I try to give an answer, welcome corrections!

When we write a state, we must notice the reference frame which the state lies in, because the form of state is diffrent in diffrent frame. Now I give 3 frames $O,O', O''$. Their correlations are $t'=t-\tau'$, $t''=t-\tau''$, with $\tau'=-\infty$, $\tau''=+\infty$. Let's specify that the collision happens in $t=0$, in $O$ frame's view.

When we say $\Psi^\pm$ are tranform as free particles, we actually mean $\Psi^+$ transforms as free particles just in frame $O'$, and $\Psi^-$ transforms as free particles just in frame $O''$.

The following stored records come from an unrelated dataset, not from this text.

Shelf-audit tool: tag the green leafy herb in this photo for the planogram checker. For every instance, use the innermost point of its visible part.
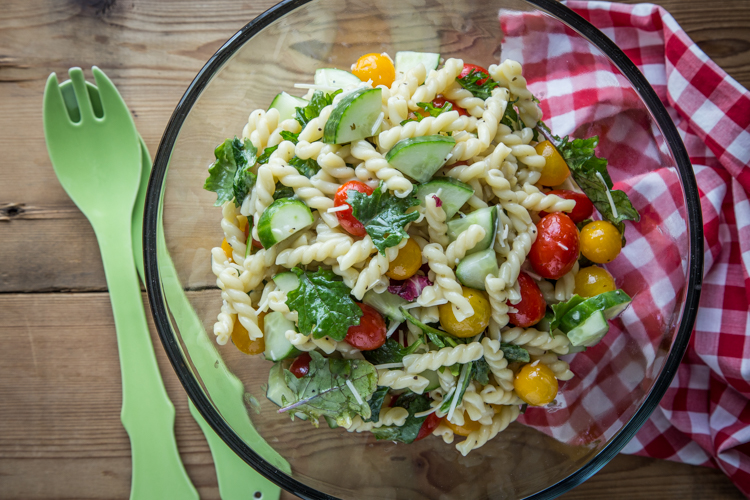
(514, 353)
(383, 215)
(390, 352)
(407, 433)
(586, 168)
(471, 83)
(324, 304)
(437, 337)
(482, 371)
(324, 390)
(561, 309)
(376, 403)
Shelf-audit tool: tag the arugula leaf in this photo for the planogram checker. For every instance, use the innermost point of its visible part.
(324, 304)
(407, 433)
(324, 390)
(390, 352)
(376, 403)
(514, 353)
(471, 83)
(584, 165)
(383, 215)
(437, 337)
(561, 309)
(482, 371)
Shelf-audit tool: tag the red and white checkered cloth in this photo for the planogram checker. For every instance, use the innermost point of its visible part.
(704, 418)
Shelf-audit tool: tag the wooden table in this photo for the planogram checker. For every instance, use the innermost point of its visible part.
(60, 434)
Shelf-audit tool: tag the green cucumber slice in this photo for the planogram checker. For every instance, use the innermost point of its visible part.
(354, 118)
(590, 331)
(275, 326)
(472, 270)
(337, 78)
(453, 193)
(609, 303)
(420, 157)
(281, 219)
(286, 282)
(485, 217)
(406, 60)
(285, 105)
(386, 303)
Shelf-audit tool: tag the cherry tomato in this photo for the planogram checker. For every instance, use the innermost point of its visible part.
(429, 425)
(532, 307)
(477, 69)
(536, 384)
(346, 218)
(583, 209)
(376, 67)
(555, 250)
(440, 101)
(370, 333)
(301, 365)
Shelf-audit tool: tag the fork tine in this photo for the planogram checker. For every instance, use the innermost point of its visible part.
(82, 94)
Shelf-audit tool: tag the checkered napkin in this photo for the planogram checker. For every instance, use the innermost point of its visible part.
(704, 418)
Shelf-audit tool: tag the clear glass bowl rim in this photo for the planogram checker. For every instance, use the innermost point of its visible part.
(171, 344)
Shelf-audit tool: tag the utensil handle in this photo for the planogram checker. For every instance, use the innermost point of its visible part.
(147, 412)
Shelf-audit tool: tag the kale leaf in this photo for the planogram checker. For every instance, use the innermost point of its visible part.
(407, 433)
(383, 215)
(324, 304)
(324, 390)
(471, 83)
(585, 165)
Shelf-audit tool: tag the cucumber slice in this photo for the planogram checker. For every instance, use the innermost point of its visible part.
(275, 326)
(472, 270)
(406, 60)
(609, 303)
(281, 219)
(285, 104)
(332, 77)
(287, 281)
(590, 331)
(453, 193)
(354, 118)
(420, 157)
(277, 387)
(386, 303)
(485, 217)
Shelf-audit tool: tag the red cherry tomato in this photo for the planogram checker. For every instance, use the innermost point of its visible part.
(583, 209)
(532, 307)
(370, 333)
(301, 365)
(440, 101)
(477, 69)
(429, 425)
(346, 218)
(556, 247)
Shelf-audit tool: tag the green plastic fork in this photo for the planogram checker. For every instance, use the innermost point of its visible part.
(98, 162)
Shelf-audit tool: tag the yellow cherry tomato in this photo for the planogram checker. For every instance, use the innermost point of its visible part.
(600, 241)
(376, 67)
(227, 248)
(466, 429)
(407, 262)
(474, 324)
(536, 384)
(593, 280)
(241, 339)
(555, 169)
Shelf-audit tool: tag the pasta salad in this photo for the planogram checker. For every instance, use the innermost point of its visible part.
(412, 249)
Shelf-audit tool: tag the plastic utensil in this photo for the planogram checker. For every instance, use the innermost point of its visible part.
(96, 156)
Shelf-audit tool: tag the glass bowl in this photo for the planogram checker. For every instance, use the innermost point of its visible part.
(618, 383)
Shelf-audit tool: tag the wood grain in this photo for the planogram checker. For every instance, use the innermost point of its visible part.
(60, 434)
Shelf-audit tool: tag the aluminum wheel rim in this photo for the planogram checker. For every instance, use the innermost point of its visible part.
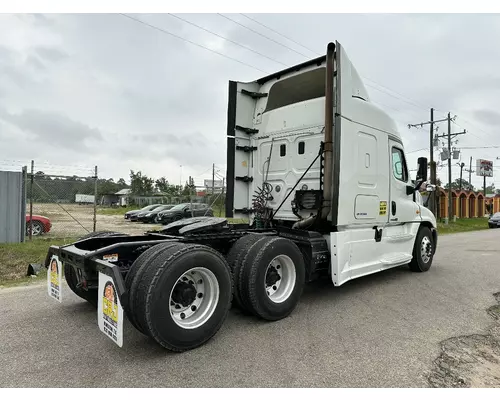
(280, 290)
(198, 311)
(426, 249)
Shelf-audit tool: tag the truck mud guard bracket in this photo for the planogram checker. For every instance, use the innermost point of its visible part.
(246, 149)
(253, 95)
(248, 131)
(245, 178)
(244, 210)
(113, 271)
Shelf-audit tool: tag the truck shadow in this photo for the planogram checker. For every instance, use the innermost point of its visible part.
(319, 294)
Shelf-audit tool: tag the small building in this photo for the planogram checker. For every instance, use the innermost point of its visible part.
(120, 198)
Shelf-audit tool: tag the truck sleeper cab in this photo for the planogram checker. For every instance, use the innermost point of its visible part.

Turn now to the inner product between in and out states $(\Psi^-, \Psi^+)$. Noticing that the product must be calculated in the same frame, we specify the frame is $O$. Now, we do a transformation $T$, and to see how the inner product changes. Please note, in frame $O$, neither of $\Psi^\pm$ transforms as free particles. However, we can use time translation to take $\Psi^+$ to frame $O'$, and act on it with $U_0(T)$, then take back to frame $O$.

So, under transformation $T$, $(\Psi^-, \Psi^+)$ changes into

$$(exp(+iH\infty)U_0(T)exp(-iH\infty)\Psi^-, exp(-iH\infty)U_0(T)exp(+iH\infty)\Psi^+)$$

Obviously, they are not equal, unless there are some restrictions on $H$.